Sebagai sebuah gambaran besar,
pihak pemerintah AS di era pemerintahan Ronald Reagan membutuhkan waktu yang
sangat panjang untuk menyakinkan pihak DuPont, perusahaan penghasil CFC, untuk
mau menghentikan produksi CFC-nya dan menggantikannya dengan HFC,HC, dan PFC
yang lebih ramah lingkungan. Hal ini tentu perlu dicontoh oleh pemerintah
Indonesia dalam mengimplemnetasikan Protokol Montreal secara baik meskipun itu
akan mendapatkan tentangan dari para pelaku industri.
Tantangan yang kedua adalah
penurunan HCFCs. Protokol Montreal telah mengingatkan bahwa negara-negara
berkembang harus menghentikan produksi dan konsumsi HFCs-nya pada tahun 2013. Penggunaan
HFCs-biasanya bisa ditemukan sebagai pendingin AC, pelarut, maupun kulkas. HFCs
sangat berbahaya bagi lapisan stratosfer karena sinar ultraviolet akan langsung
memancar ke bumi yang berakibat fatal bagi mahluk hidup yang ada di bumi.
Untuk itu diperlukan sebuah
mekasnisme yang tepat untuk mereduksi HFCs di Indonesia secara berkala. Dalam
mekanisme ini, pemerintah Indonesia mendapatkan bantuan sebesar 13 juta dolar
AS dari Indonesia’s HCFC Phase-out Management Plan untuk periode 2013 dan 2015.
Ke depan, pemerintah Indonesia harus bisa mengatur phase-out HFCs-nya sampai ke
titik terendah agar mendapatkan dana bantuan yang lebih besar lagi.
Ketiga adalah impor ilegal. Pihak
pemerintah harus mengawasi secara ketat terkait dengan kemungkinan adanya impor
ilegal yang dilakukan oleh pihak pelaku industri dan adanya ’main mata’ dengan
oknum instansi pemerintah.
Para broker akan
menggunakan beragam cara untuk melakukan impor ilegal terkait dengan ODS dengan
para pelaku industri yang nakal. Munculnya banyak broker di sektor
industri kaitannya dengan impor barang
ilegal kerap kali terjadi di Indonesia. Tidak hanya ODS, tetapi juga terjadi di
sektor industri perdagangan senjata dan bahkan industri elektronik.

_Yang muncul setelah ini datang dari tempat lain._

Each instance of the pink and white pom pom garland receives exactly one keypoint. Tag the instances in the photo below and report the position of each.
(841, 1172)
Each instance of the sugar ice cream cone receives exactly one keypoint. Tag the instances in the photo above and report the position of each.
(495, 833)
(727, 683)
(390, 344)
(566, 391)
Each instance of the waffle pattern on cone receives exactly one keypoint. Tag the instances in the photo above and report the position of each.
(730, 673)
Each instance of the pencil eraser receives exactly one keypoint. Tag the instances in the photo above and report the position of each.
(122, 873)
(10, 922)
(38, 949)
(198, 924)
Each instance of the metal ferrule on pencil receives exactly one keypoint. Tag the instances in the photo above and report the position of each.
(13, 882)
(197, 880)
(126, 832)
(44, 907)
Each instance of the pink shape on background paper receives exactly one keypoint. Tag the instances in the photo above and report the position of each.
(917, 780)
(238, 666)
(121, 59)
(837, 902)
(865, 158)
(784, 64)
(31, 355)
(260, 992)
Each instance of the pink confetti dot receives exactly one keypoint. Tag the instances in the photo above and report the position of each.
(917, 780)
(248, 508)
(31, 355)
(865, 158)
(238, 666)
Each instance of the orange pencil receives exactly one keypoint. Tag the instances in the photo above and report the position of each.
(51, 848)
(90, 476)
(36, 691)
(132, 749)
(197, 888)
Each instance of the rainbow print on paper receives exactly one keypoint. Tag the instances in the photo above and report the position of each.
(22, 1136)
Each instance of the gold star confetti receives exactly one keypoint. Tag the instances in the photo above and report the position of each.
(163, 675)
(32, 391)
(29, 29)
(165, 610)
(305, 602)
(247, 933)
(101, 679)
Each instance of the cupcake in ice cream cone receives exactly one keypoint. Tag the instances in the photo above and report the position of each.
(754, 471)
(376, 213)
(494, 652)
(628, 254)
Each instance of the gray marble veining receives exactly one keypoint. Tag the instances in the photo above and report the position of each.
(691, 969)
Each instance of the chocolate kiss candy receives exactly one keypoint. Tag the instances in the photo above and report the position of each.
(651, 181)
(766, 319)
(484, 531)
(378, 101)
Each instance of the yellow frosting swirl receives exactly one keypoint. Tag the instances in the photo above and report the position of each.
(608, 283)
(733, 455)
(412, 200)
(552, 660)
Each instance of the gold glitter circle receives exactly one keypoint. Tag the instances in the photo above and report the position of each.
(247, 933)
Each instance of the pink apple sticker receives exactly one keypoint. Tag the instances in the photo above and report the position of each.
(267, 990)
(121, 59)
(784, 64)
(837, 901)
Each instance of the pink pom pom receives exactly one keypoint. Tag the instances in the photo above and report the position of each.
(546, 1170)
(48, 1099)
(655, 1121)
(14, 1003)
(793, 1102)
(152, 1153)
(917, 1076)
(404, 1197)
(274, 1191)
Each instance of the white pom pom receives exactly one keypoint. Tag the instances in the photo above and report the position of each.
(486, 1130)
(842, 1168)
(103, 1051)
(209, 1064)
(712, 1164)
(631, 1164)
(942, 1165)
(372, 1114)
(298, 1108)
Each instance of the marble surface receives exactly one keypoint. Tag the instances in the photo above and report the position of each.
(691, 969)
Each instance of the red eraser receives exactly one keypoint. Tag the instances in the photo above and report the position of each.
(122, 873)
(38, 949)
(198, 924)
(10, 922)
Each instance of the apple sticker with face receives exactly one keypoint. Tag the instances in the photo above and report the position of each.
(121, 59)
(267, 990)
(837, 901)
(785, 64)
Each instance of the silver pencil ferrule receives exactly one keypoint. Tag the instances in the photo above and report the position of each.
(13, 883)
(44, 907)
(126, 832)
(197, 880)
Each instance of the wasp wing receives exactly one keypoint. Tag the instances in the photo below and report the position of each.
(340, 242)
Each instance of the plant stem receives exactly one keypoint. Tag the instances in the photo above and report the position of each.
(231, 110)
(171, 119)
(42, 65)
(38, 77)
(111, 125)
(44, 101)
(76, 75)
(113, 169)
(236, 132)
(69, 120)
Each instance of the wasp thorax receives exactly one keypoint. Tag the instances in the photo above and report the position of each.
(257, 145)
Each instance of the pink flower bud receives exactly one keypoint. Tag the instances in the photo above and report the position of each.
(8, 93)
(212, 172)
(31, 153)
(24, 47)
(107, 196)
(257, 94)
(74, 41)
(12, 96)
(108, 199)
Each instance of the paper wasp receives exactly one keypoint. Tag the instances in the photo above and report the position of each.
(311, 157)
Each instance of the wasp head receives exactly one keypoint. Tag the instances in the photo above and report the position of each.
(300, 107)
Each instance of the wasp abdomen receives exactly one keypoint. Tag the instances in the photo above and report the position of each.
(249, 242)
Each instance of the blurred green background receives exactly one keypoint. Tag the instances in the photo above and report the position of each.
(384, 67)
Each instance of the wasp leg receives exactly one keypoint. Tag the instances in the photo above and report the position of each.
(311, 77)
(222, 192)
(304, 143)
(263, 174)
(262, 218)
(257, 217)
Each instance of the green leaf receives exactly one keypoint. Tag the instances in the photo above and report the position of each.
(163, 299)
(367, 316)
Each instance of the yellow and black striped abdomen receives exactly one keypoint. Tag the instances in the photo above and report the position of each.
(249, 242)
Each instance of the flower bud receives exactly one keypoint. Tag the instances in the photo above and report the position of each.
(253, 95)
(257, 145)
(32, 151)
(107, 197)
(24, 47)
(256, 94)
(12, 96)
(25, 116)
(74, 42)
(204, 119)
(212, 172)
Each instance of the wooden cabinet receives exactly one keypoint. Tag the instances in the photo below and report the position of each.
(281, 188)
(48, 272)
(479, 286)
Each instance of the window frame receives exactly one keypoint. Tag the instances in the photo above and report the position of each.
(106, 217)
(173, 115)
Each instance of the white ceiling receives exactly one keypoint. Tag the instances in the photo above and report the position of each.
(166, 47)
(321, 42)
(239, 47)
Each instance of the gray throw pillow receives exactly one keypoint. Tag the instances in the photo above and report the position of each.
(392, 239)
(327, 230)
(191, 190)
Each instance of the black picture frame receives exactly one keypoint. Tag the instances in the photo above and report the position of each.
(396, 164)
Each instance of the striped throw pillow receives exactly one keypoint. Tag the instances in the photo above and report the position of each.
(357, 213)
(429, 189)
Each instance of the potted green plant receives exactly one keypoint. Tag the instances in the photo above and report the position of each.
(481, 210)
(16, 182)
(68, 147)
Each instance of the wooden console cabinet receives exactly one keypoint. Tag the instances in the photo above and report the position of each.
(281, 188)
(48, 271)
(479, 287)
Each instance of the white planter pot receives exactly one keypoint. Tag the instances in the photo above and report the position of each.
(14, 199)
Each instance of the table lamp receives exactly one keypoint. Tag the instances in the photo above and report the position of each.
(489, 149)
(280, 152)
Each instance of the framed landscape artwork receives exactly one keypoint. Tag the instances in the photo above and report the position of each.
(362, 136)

Ketiga tantangan tersebut di
atas harus bisa dilalui oleh pemerintah Indonesia dalam upaya menyukseskan
amanah Protokol Montreal. Untuk itu, dengan spirit ulang tahun Protokol
Montreal kali ini, pemerintah Indonesia harus bisa membuat kebijakan-kebijakan
yang signifikan dalam mengefektifkan pelaksanaan Protokol Montreal sehingga
terbebas dari bencana penipisan lapisan ozon. Walluhu alam bishawab.
[1] Dosen Hubungan Internasional, UGM Yogyakarta.
Sekaligus penulis buku ”Pemanasan Global dan Lubang Ozon: Bencana Masa Depan”.